/titanic-classification

🚢🤖 Classifying whether a passenger will survive on the titanic. My first Kaggle submission.

Primary LanguageJupyter Notebook

TitanicClassification

Classifying whether a passenger will survive on the titanic. This will be my first Kaggle submission.

Log

I'm beginning to keep a log of my progress each day.

Nov 6th

I then ran several classification algorithms (naive bayes, SVC, random forest), which I thought would perform well on a small dataset. The all gave varying results... ranging from 0.40 - 0.77 on the test sets accuracy.

I believe that one issue that I'm running into is how to handle missing data. The only two approaches I've tried were setting NaN values to 0 or setting them to their columns mean. After further inspection, I realized that 20% of the test set contains NaN values so I believe that is where I'm running into problems.

What is my solution? Well from researching online, I've found that I can use linear regression, KNN, and other means to predict the values of missing fields.

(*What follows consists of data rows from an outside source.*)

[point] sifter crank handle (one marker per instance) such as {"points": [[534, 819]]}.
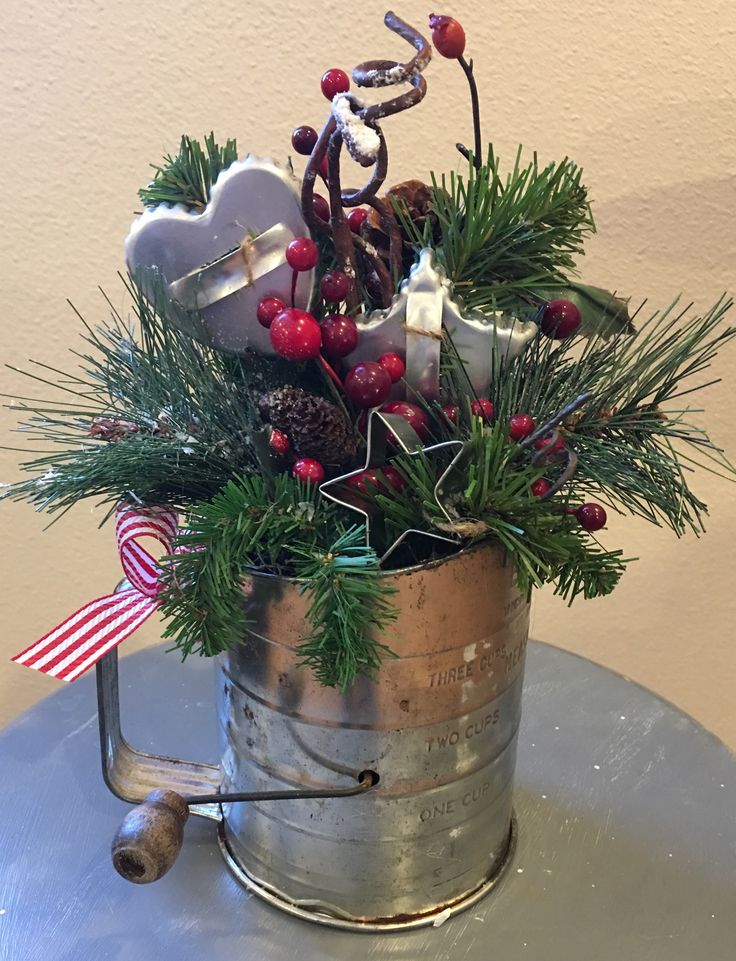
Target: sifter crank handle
{"points": [[150, 837]]}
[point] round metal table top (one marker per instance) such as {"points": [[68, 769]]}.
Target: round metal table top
{"points": [[627, 837]]}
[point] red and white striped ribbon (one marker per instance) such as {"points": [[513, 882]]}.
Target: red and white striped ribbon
{"points": [[82, 639]]}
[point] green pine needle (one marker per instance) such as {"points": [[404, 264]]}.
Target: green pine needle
{"points": [[188, 177]]}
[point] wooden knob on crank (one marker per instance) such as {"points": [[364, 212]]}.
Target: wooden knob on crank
{"points": [[150, 837]]}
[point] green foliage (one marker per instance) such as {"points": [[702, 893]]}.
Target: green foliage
{"points": [[490, 496], [636, 441], [349, 608], [278, 526], [194, 410], [500, 236], [188, 177]]}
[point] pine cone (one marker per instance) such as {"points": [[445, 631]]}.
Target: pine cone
{"points": [[315, 427], [112, 429], [414, 197]]}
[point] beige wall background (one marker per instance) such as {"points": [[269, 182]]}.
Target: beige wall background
{"points": [[641, 95]]}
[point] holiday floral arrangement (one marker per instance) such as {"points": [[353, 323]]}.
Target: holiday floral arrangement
{"points": [[328, 383]]}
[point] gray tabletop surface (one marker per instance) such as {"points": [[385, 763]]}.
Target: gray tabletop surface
{"points": [[627, 837]]}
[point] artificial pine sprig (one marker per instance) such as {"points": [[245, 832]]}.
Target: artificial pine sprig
{"points": [[194, 409], [278, 526], [250, 525], [502, 235], [350, 608], [188, 177]]}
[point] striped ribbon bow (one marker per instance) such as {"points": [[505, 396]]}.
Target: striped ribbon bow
{"points": [[82, 639]]}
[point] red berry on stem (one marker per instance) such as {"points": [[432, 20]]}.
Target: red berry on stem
{"points": [[339, 335], [482, 408], [295, 335], [267, 309], [451, 413], [448, 36], [302, 254], [591, 517], [413, 414], [321, 207], [393, 365], [356, 218], [279, 442], [540, 487], [521, 426], [334, 81], [367, 384], [335, 286], [308, 470], [560, 319], [303, 140]]}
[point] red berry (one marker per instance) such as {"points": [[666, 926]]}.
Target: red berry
{"points": [[302, 254], [560, 319], [279, 442], [545, 444], [521, 426], [335, 286], [321, 207], [295, 335], [364, 480], [394, 365], [367, 384], [394, 477], [413, 414], [334, 81], [339, 335], [447, 36], [303, 140], [267, 310], [451, 413], [384, 477], [482, 408], [591, 517], [356, 218], [308, 470]]}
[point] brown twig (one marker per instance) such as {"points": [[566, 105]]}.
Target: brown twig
{"points": [[468, 70], [373, 73]]}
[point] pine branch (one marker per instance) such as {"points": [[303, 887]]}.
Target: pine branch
{"points": [[500, 237], [188, 177], [492, 497], [278, 527], [349, 608], [193, 413], [250, 525]]}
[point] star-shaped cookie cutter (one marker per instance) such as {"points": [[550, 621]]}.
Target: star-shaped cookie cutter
{"points": [[405, 440]]}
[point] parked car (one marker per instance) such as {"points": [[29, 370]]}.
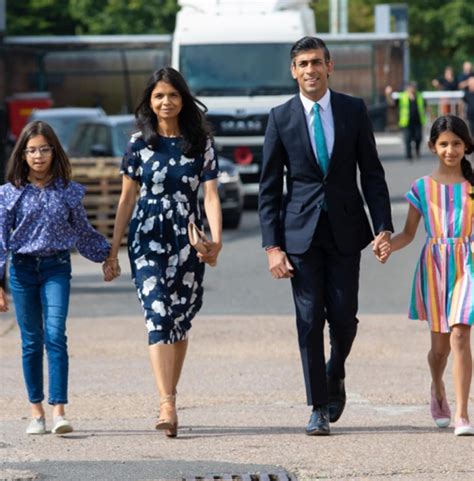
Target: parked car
{"points": [[108, 137], [65, 119]]}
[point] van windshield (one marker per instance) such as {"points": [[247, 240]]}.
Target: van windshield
{"points": [[238, 69]]}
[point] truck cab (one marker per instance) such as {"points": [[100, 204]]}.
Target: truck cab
{"points": [[235, 56]]}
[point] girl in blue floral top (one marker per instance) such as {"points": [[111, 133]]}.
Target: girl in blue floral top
{"points": [[41, 219]]}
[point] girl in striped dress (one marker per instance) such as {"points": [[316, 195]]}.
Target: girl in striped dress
{"points": [[443, 286]]}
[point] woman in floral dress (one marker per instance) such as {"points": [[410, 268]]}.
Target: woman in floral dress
{"points": [[163, 167]]}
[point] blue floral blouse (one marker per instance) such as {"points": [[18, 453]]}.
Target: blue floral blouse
{"points": [[41, 221]]}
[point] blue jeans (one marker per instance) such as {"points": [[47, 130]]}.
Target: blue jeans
{"points": [[40, 288]]}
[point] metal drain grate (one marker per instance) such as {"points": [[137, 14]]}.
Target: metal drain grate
{"points": [[242, 477]]}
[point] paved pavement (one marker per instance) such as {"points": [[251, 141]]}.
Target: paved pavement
{"points": [[241, 408]]}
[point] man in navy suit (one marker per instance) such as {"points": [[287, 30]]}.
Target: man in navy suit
{"points": [[314, 235]]}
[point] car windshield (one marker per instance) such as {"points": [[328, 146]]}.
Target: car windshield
{"points": [[121, 135], [237, 69], [64, 128]]}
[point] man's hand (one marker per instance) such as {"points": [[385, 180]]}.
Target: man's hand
{"points": [[3, 300], [111, 269], [278, 264], [382, 247], [213, 249]]}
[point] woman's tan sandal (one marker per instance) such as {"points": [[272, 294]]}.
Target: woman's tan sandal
{"points": [[168, 424]]}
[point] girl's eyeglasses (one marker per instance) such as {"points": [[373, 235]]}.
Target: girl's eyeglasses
{"points": [[41, 150]]}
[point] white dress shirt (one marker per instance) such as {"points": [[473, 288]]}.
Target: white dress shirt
{"points": [[327, 120]]}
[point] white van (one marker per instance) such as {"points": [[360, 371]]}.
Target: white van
{"points": [[235, 56]]}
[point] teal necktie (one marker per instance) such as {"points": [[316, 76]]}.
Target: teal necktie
{"points": [[321, 148]]}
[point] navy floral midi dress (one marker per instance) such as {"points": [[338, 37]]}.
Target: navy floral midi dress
{"points": [[167, 273]]}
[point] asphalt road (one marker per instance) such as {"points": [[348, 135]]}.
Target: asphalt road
{"points": [[241, 397]]}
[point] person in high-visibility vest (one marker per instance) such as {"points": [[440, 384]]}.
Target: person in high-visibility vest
{"points": [[412, 116]]}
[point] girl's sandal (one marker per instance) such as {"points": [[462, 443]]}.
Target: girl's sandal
{"points": [[167, 424]]}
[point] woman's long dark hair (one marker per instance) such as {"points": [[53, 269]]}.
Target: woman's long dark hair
{"points": [[18, 169], [192, 123], [451, 123]]}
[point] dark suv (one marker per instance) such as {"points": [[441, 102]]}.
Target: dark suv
{"points": [[108, 137]]}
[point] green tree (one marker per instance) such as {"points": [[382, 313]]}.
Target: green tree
{"points": [[38, 17], [92, 17], [123, 16]]}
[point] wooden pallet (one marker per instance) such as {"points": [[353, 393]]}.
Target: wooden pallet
{"points": [[103, 182]]}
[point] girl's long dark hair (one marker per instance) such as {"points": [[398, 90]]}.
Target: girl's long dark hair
{"points": [[451, 123], [18, 169], [192, 123]]}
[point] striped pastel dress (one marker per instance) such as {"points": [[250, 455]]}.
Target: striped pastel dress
{"points": [[443, 287]]}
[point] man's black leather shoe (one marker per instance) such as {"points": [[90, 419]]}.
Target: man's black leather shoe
{"points": [[318, 422], [337, 398]]}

After testing with KNN to impute missing values on the test set, I was able to achieve... a whopping 74%! -3% than my best score... I guess I'll keep on trying.

Nov 8th

After exhaustively testing various machine learning algorithms with the currently formatted data that I have, my highest score that I was able to achieve was ~77% from the SVC classifier.

Therefore, I am going to try to experiment with that further by tweaking the hyper parameters and try to push to a higher score.

Nov 9th

After experimenting with setting various hyper parameters, I was not able able to get anything higher than my 77%. I finally caved in and looked up a solution. Following this tutorial I realized the importance of understanding the data I'm working with. They gave a much more in depth analysis of the data before using any sort of machine learning models. Despsite following the tutorial, I was only able to get to a 78% on kaggle.

Feature Extraction/Data Preprocessing

In regards to data preprocessing, I selected several columns that I felt would provide meaningful data to our classification algorithm.

I selected the following features

  • Pclass
  • Sex
  • Age
  • Fare_Per_Person

Running PCA on the dataset

Using almost all of the columns
Prior to performing PCA, the data was normalized. These were my results, (1 - Survivors, 0 - Non Survivors)

Results by setting NaN fields to 0.

Current

Dropping rows that contain NaN fields.

Current

Random Forest Classifier

Attempt 1. Using a random forest classifier, I was able to achieve 96% accuracy on the train-split dataset with a 75/25 split. Sadly, I could only get between 0.70 - 0.75 on the test set. It could have been due to the way I preprocessed data and am handling missing values.

Attempt 2. Tried with more features and received worse results.

Decision Trees

As expected, this performed significantly worse than the random forest classifier. I ended up with results are ~62%.

SVC

With a support vector classifier, I was able to get a slight increase of +2% on my kaggle prediction at 77%. I trained it on the training set with NaN values set to their columns mean and the same columns were dropped, as described above.

Naive Bayes

Tested with bernoulli naive bayes and the results were around 76% on kaggle so I achieved about the same as the random forest classifier/SVC.

KNN

With nearest neighbors set to 5, I received poor results at ~40%.

Perceptron (NN)

As I had expected, the results achieved from the NN were significantly worse than the alternative solutions. From my understanding, I believe this is from the lack of data and that it's not linearly separable.